Objectives and Goals: We will:

1. Develop at high-resolution a 40-60 thousand gene map that can be used for functional genomics. Comparison of the gene map with the predicted gene content of 9 Mbp of genome sequence will test the hypothesis that whole crop genome shotgun sequencing is redundant.

2. Improve methods for assembling the fingerprinted BACs into complete and robust physical map contigs. Comparisons of physical map construction methods will address the validity of gene locations inferred from physical maps.

3. Sequence 8-9 Mbp of soybean genomic DNA from a gene rich region on chromosome G. The contig generation tools and gene maps can be critically evaluated compared to benchmark sequence data for overlapping BACs and their predicted gene content.

4. Test the utility of the contigs, virtual sequence and DNA sequence for identifying homeologous genomic regions. The predictive value of synteny associations will be tested.

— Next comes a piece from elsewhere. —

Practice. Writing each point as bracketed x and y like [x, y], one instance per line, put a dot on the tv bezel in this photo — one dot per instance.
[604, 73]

5. Provide researchers with electronic access to fingerprints, maps, genome sequences and clones. Allow interactive analysis of regions likely to contain genes and QTLs of agricultural importance and determine the robustness of the virtual sequence represented by the gene map.

Methods:

The primary method for gene map development and physical map gap filling will be STS integration with BAC fingerprint data. Paralogs will be identified from ESTs to increase the map’s gene density. DNA sequencing will be used to generate 8-9 Mbp of sequence from two gene rich regions and one soybean chromosome. Paralogs and sequence predicted genes will be annotated by identification in the transcriptome, hypo-methylated genomic DNA or DNA derived from hyper-acetylated nucleosomes. Bio-informatics will be used to compare gene order across genera and to make gene function predictions.